Having dumped US$25 billion in assets, Wanda still about halfway through cutting its debt burden
- Company has agreed to invest about US$8 billion in ‘red tourism’ projects to weather the storm
- Owner Wang Jianlin’s net worth has plunged by about 37 per cent to US$20.2 billion
Dalian Wanda Group has gone through a severe slimming exercise ever since it was placed on a watch list by Chinese regulators in April 2017 – for highly leveraged acquisitions around the world – as part of a government drive to crack down on debt and prevent private-sector borrowings from hurting China’s financial system.
Other companies on the watch list include Anbang Group, HNA Group, Fosun Group and CEFC China.
Wanda, the flagship of Wang Jianlin, China’s wealthiest man, is not halfway through selling assets to repay debt, based on an analysis of his assets and liabilities. As of the end of March, Wanda’s balance sheet had shrunk by more than 170 billion yuan (US$25 billion) from end 2016, or more than 20 per cent.

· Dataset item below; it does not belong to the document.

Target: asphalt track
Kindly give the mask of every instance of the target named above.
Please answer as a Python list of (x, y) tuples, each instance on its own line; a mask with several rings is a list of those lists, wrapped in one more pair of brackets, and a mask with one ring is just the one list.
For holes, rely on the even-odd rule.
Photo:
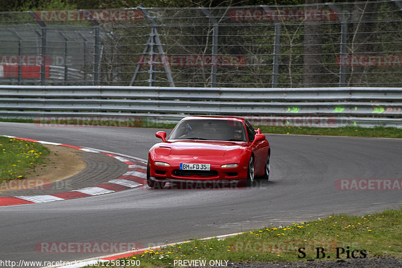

It still faces 182.2 billion yuan in debt obligations, including bonds and loans, an equivalent to 30 per cent of its current total assets.
“Over the past two years, Wanda has furiously shrunk its balance sheet by more than 20 per cent. And its unwinding will continue, as it still faces more than 180 billion yuan in short and medium-term debt obligations,” said Brock Silvers, managing director at Kaiyuan Capital in Shanghai.